Germany's second-biggest bank, Commerzbank, saw net profit dive in the second quarter owing to low interest rates and high provisions, its results showed on Thursday.
Net profit crumpled more than six-fold to 43 million euros ($57 million) from April to June compared to 270 million euros booked in the same period a year earlier, the bank said.
However the result was slightly better than forecasts by analysts polled by Dow Jones Newswires who had pencilled in net profit of 30 million euros.
Shares in the bank soared more than nine percent on the Frankfurt stock exchange in early trading, to 7.26 euros.
The bank also reported operating profit of 78 million euros, down from 442 million in the 2012 second quarter.
It said the first half of this year had been hit by "the weaker interest rate environment and higher loan loss provisions".
The bank said it took a 537-million-euro provision for loan losses in the second quarter, up from 404 million euros in the same period a year earlier.
For the first six months of 2013, it reported a net loss of 51 million euros compared to a net profit of 625 million a year earlier due to costs for a vast restructuring plan that includes shaving 5,200 jobs by 2016 and dropping some of its activities.

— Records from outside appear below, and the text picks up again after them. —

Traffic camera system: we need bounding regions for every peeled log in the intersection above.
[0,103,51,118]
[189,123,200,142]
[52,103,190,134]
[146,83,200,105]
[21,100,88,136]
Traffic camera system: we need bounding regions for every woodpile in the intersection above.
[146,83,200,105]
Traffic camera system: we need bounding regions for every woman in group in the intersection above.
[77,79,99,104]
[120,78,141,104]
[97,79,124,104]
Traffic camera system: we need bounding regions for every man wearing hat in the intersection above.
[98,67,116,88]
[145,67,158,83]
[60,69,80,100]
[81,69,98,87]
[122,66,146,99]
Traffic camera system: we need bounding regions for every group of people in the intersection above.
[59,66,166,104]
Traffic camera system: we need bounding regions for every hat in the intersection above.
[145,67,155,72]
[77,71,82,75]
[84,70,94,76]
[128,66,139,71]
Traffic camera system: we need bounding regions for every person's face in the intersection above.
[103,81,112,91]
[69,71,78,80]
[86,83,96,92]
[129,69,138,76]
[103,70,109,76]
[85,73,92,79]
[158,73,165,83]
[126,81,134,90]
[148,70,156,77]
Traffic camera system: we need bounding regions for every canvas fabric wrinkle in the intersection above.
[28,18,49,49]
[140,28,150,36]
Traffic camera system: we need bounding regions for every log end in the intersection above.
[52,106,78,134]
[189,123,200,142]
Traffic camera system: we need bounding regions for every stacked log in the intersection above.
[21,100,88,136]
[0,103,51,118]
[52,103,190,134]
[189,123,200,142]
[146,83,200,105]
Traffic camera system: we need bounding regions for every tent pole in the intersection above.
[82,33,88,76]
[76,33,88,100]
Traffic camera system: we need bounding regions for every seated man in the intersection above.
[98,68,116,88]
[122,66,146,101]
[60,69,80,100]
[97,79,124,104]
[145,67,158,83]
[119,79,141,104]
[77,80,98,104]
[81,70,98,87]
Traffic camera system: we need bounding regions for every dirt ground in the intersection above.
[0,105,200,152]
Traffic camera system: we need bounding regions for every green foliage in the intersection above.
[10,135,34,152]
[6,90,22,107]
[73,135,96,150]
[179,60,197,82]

Last month Commerzbank said it was selling its Depotbank investment unit managing funds worth 93 billion euros to BNP Paribas and had agreed to sell a huge portfolio of commercial real estate loans in Britain to US bank Wells Fargo and Lone Star Funds.
In the wake of the financial crisis, the German government bailed out Commerzbank in 2008 and again in 2009 with so-called silent participations totalling 16.4 billion euros.